We next tested spatial learning and memory using the Morris water maze (MWM). Pre-training in a straight swim channel revealed no impact of genotype on swim speed (data not shown), suggesting that the differences in open field behavior did not affect performance in the water. We conducted a modified version of the MWM in which animals are trained on successive days until they reach pre-set performance criteria that are evaluated during probe trials immediately after training. This approach revealed that entorhinal expression of transgenic Aβ significantly delayed acquisition of the task (two-way ANOVA, F(1,92) = 37.72, p < 0.0001 for Aβ; F(1,92) = 0.05771, p = 0.8107 for interaction; Fig 2B). Aβ+/htau- mice required the greatest number of days to reach criterion performance, with Aβ+/htau+ mice coming in a close second. Unexpectedly, the presence of human tau significantly improved acquisition of this task (two-way ANOVA, F(1,92) = 5.973, p < 0.0001 for htau), although this effect was not robust enough to yield significant post-hoc comparisons.

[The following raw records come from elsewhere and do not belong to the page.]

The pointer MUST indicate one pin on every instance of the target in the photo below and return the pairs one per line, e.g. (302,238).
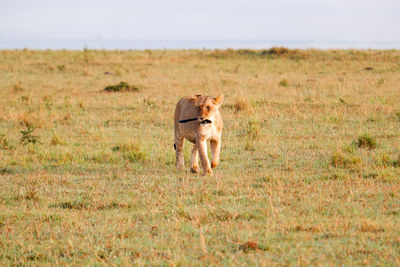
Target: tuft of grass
(131,151)
(338,159)
(121,87)
(27,136)
(366,141)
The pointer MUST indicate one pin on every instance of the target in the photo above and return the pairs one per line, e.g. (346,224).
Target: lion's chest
(193,130)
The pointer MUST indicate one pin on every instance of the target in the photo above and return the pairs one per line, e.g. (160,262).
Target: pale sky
(317,20)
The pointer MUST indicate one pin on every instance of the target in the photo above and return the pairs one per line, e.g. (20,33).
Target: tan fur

Following completion of MWM, mice underwent testing in the radial arm water maze (RAWM). This task examines working memory during acquisition of a modified water maze based on navigation of a 6-arm swimming arena. Re-entry into an arm that has already been explored during that trial is counted as an error, and scores are assessed from total errors made during trials 2–8. Aβ+/htau+ mice performed significantly worse than both non-amyloidogenic groups, (Fig 2C). This impairment was not seen in Aβ+/htau- mice, suggesting that the working memory deficit seen in mice with both Aβ and htau is due to an interaction between them. This interaction is suggested, but not substantiated, by the near-significant statistical interaction between these factors: two-way ANOVA, F(1,88) = 8.251, p = 0.0051 for Aβ; F(1,88) = 0.8809, p = 0.3505 for htau; F(1,88) = 3.056, p = 0.0839 for interaction.

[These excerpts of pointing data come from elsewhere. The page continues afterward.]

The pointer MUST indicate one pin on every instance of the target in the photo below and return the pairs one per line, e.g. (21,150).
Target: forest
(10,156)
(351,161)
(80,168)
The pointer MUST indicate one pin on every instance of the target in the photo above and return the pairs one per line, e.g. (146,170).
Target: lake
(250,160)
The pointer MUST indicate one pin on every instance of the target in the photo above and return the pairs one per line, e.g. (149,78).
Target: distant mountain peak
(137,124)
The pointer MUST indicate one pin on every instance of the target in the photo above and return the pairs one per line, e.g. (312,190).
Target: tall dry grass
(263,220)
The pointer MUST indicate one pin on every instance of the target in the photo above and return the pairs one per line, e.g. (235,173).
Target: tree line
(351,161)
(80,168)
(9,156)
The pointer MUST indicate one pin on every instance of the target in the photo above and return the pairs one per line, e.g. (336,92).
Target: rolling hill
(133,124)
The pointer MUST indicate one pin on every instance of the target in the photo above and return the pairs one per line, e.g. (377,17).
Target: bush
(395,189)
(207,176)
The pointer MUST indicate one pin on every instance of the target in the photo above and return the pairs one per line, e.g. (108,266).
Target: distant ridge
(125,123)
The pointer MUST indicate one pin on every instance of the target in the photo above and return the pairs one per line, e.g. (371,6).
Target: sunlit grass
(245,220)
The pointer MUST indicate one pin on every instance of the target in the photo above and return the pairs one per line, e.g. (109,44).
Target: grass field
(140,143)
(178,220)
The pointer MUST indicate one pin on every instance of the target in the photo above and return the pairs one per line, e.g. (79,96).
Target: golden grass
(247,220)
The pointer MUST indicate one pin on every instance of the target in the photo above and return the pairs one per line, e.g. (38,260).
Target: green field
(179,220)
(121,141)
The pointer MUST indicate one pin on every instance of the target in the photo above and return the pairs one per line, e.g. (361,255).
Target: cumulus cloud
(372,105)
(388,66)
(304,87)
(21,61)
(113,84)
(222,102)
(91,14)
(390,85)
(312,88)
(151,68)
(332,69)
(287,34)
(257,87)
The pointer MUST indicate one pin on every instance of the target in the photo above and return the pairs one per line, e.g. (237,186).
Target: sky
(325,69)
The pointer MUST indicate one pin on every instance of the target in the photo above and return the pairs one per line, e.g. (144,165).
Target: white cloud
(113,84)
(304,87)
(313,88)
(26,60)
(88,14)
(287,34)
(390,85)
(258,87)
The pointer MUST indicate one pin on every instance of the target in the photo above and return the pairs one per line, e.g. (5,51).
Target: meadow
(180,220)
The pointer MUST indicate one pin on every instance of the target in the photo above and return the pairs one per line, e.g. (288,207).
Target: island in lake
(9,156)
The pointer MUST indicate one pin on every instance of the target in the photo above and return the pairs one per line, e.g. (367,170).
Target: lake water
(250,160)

Animals were given several days to recover before being tested in contextual fear conditioning (CFC) to examine associative memory. All groups showed the same level of baseline freezing prior to receiving the first shock on training day (data not shown). Unexpectedly, all groups also showed the same level of conditioned fear during the context test (Fig 2D). This was especially surprising because CFC is known to be hippocampal-dependent, and we expected that amyloid pathology in the entorhinal region might influence acquisition or consolidation of contextual information.
In summary, our first round of behavioral tests revealed that the regionalized overexpression of mutant APP and the generalized expression of wild-type human tau had significant but independent effects on locomotion, spatial learning, and working memory.
Wild-type human tau normalizes behavioral alterations in MAPT null mice
As we completed behavioral testing of the Aβ/htau mice, our ongoing data analysis lead us to question whether the absolute level of tau protein—rather than the species from which it derived—was affecting some aspects of behavior. We were especially struck by three observations: 1) the significant hypoactivity of Aβ-/htau+ mice in OF, 2) a main effect showing faster MWM acquisition in htau+ groups, and 3) the relatively poor CFC performance by all groups. We suspected that in some of these instances, expression of htau was attenuating phenotypes caused by loss of mouse tau. To explore this possibility, we began to include sibling MAPT hemizygous mice in our testing that were produced from our breeding scheme. We compared performance of these MAPT hemizygous animals to a subset of the MAPT null mice that also lacked both tTA and APP. Using these mice, we could directly evaluate the effect of tau copy number (0 vs. 1) and species (mouse vs. human) (Fig 3A).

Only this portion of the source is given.